Randomised controlled trials (RCTs) must be internally valid (i.e., design and conduct
must eliminate the possibility of bias), but to be clinically useful, the result must
also be relevant to a definable group of patients in a particular clinical setting
(i.e., they must be externally valid). Lack of external validity is the most frequent
criticism by clinicians of RCTs, systematic reviews, and guidelines, and is one explanation
for the widespread underuse in routine practice of many treatments that have been
shown to be beneficial in trials and are recommended in guidelines [1]. Yet medical
journals, funding agencies, ethics committees, the pharmaceutical industry, and governmental
regulators seem to give external validity a low priority. Admittedly, whereas the
determinants of internal validity are intuitive and can generally be worked out from
first principles, understanding of the determinants of the external validity of an
RCT requires clinical rather than statistical expertise, and often depends on a detailed
understanding of the particular clinical condition under study and its management
in routine clinical practice. However, reliable judgments about the external validity
of RCTs are essential if treatments are to be used correctly in as many patients as
possible in routine clinical practice.
The results of RCTs or systematic reviews will never be relevant to all patients and
all settings, but they should be designed and reported in a way that allows clinicians
to judge to whom the results can reasonably be applied. Table 1 lists some of the
important potential determinants of external validity, each of which is reviewed briefly
below. Many of the considerations will only be relevant in certain types of trials,
for certain interventions, or in certain clinical settings, but they can each sometimes
undermine external validity. Moreover, the list is not exhaustive and requires more
detailed annotation and explanation than is possible in this short review.

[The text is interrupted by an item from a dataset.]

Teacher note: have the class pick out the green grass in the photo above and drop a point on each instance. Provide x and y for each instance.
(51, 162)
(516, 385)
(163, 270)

Some of the issues that determine external validity are relevant to the distinction
between pragmatic trials and explanatory trials [2], but it would be wrong to assume
that pragmatic trials necessarily have greater external validity than explanatory
trials. For example, broad eligibility criteria, limited collection of baseline data,
and inclusion of centres with a range of expertise and differing patient populations
have many advantages, but they can also make it very difficult to generalise the overall
average effect of treatment to a particular clinical setting.
The Setting of the Trial
A detailed understanding of the setting in which a trial is performed, including any
peculiarities of the health-care system in particular countries, can be essential
in judging external validity. The potential impact of differences between health-care
systems is illustrated by the analysis of the results of the European Carotid Surgery
Trial (ECST) [3], an RCT of endarterectomy for recently symptomatic carotid stenosis,
in Figure 1. National differences in the speed with which patients were investigated,
with a median delay from last symptoms to randomisation of greater than two months
in the United Kingdom (slow centres) compared with three weeks in Belgium and Holland
(fast centres), resulted in very different treatment effects in these different health-care
systems—due to the shortness of the time window for effective prevention of stroke.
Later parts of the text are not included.